Let me go into the strength of cloud security, which grew over 50% SEQUENTIALLY !!! in Q1 off a record Q4. To put it in perspective, that’s literally 30 TIMES growth year-over-year. So – we’re at the early stages of what we feel like is going to be a very big market. Cloud security penetration right now is at an infancy level, and we’re seeing a lot of demands. But at the same time, obviously, still, we’re in that cycle of endpoint protection, replacement for incumbents. That’s still the major focus for a lot of these MSSP providers out there. Cloud just represents a major adjacent opportunity that I think they’re starting to get their hands around. And obviously, we’ll be there to help them with that.
We’re landing large seven-figure cloud security deals today. Over time, cloud footprints can be as large or even larger than endpoint. So there is significant expansion potential to come, and we’re already seeing that with several customers. Many of the cloud wins we’re securing today are just a fraction of the full deployment potential. For example, the full cloud estate of a global e-commerce customer could easily be 10x or even larger than the initial deployment. More interestingly, we’re seeing customers buy cloud security both in conjunction with traditional endpoints as well as on a stand-alone basis. Our prowess in cloud security allows us to engage with more accounts, even those that may be currently using an alternative endpoint solution. Cloud security is a greenfield opportunity with significant growth potential. There’s no incumbent vendor in cloud that we’re set to replace. In the vast majority of customers that we see, it’s an expansion.

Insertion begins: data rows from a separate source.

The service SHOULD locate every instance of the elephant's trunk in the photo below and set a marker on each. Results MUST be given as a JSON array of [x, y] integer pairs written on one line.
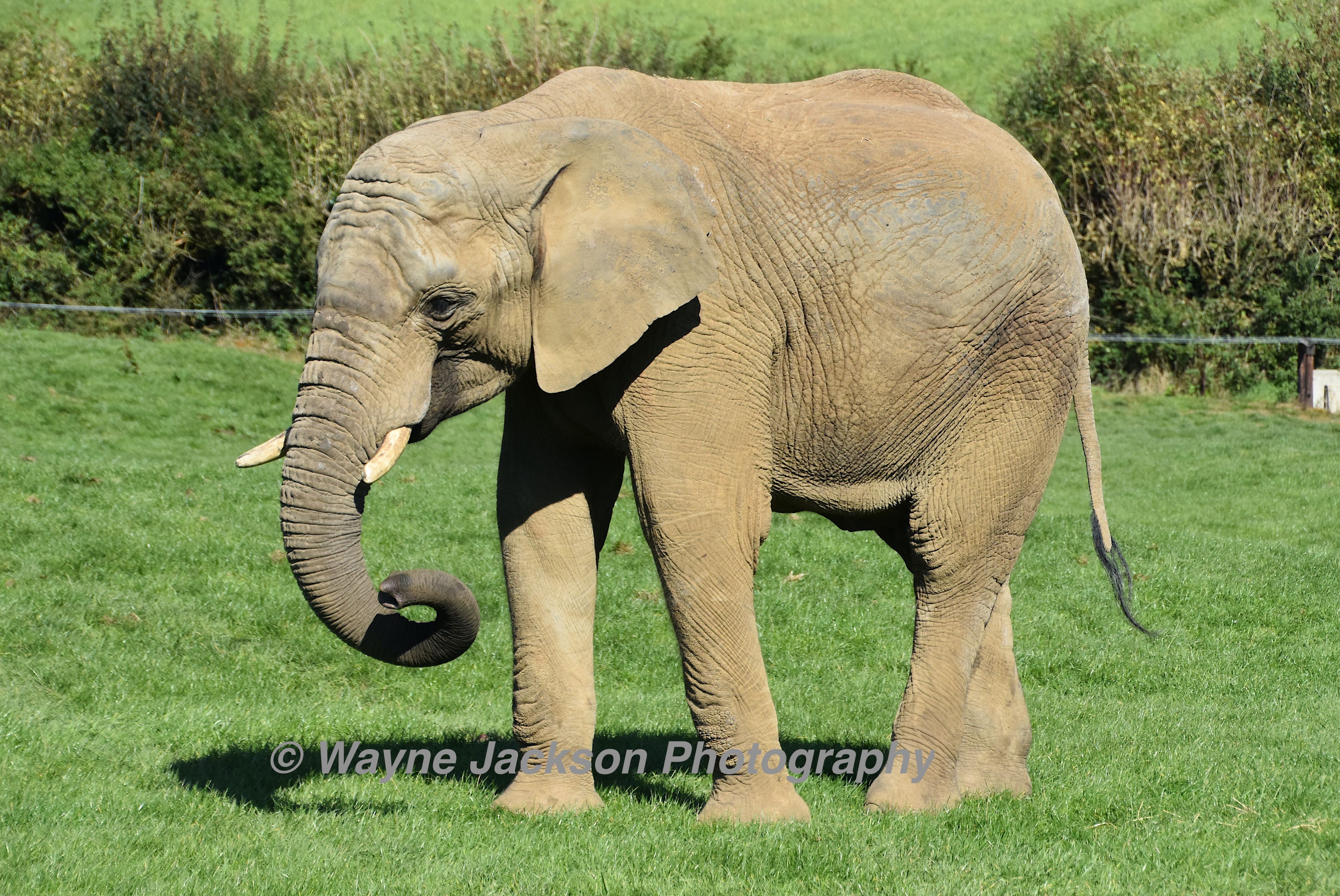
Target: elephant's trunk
[[323, 520]]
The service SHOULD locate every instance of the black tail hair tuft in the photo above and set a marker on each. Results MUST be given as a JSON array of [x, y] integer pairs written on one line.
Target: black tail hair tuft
[[1121, 575]]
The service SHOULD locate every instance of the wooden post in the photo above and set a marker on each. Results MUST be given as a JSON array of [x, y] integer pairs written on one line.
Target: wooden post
[[1307, 361]]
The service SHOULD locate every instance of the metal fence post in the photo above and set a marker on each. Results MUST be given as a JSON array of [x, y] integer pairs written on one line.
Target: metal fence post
[[1307, 361]]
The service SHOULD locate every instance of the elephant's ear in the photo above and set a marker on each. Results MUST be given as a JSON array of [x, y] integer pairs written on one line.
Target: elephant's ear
[[621, 239]]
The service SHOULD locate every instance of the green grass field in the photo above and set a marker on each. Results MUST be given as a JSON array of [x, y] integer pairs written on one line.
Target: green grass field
[[155, 649], [968, 46]]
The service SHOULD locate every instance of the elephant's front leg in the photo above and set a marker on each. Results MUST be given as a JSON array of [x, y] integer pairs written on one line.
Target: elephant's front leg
[[705, 513], [555, 500]]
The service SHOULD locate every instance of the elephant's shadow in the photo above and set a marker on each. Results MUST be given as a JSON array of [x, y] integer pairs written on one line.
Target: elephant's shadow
[[244, 776]]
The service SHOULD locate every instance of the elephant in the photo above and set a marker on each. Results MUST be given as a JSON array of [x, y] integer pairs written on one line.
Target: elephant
[[850, 296]]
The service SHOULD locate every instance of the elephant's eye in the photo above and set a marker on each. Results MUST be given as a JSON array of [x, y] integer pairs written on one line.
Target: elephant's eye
[[441, 309]]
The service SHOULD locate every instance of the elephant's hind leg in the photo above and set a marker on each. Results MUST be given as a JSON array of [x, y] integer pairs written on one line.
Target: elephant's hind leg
[[961, 538], [993, 755]]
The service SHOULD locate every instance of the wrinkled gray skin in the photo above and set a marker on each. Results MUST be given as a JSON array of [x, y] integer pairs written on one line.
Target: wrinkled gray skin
[[849, 296]]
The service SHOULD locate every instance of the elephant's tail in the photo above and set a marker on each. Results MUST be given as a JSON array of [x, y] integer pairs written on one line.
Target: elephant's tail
[[1109, 552]]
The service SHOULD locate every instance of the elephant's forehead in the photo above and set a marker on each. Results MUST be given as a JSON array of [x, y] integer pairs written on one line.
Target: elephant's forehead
[[385, 246], [411, 175]]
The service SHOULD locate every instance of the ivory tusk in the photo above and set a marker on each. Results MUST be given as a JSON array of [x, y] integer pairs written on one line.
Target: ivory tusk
[[388, 455], [266, 452]]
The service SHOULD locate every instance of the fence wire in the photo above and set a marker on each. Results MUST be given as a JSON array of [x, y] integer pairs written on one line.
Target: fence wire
[[309, 313]]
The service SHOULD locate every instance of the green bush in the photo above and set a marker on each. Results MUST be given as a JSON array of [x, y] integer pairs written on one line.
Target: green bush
[[186, 167], [1204, 203]]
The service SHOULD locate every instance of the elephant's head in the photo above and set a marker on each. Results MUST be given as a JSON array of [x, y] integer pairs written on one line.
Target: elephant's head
[[458, 259]]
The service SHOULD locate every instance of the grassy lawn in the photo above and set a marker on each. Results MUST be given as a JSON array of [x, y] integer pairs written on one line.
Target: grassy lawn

Gross Margins: The cost of migrating customers to DataSet had been lowering gross margins, but was immaterial this quarter. We’ve migrated all of our largest customers and remain on track to largely complete the migration this summer. Our customers are now realizing profound benefits of using the DataSet back end, resulting in up to 10x performance improvements. We expect gross margin next quarter to be between 68% to 69%, holding the significant progress we made in Q1 and up 6 to 7 points yoy. The progress does not stop here. We’re increasing our full year gross margin guidance to 69% to 70%, up from prior guidance of 65% to 67%. We expect to exit the year in Q4 at or slightly above 70%. We’re marching towards our long-term target of 75% to 80% or higher.
Q – In International, are you seeing displacement against Kaspersky [Russian] given the war. And do you expect to see more displacement versus Carbon Black (part of VM Ware),nin light of the VMware-Broadcom acquisition?
A - Indeed, Kaspersky traditionally had done well in EMEA, Latin America, parts of Asia. And what we’re seeing is really a wholesale movement away from Kaspersky, either by mandate or because folks want a better security platform. Typically, we’re seeing really a combination of both. So that represents an amazing opportunity for us.
About Broadcom acquiring VMware, we’ve seen that movie before when Symantec was acquired. So we have already begun in earnest to replace Carbon Black in very large, large and midsized businesses. We have a technology platform that can literally automate the transition away from Carbon Black, and we expect that to really accelerate in the quarters to come post Broadcom acquisition of VMware Carbon Black. On the cloud side, that’s also true. We feel like VMware represents pretty much a complete new greenfield for protecting cloud workloads.
Saul here. There’s plenty more but that’s probably too long already.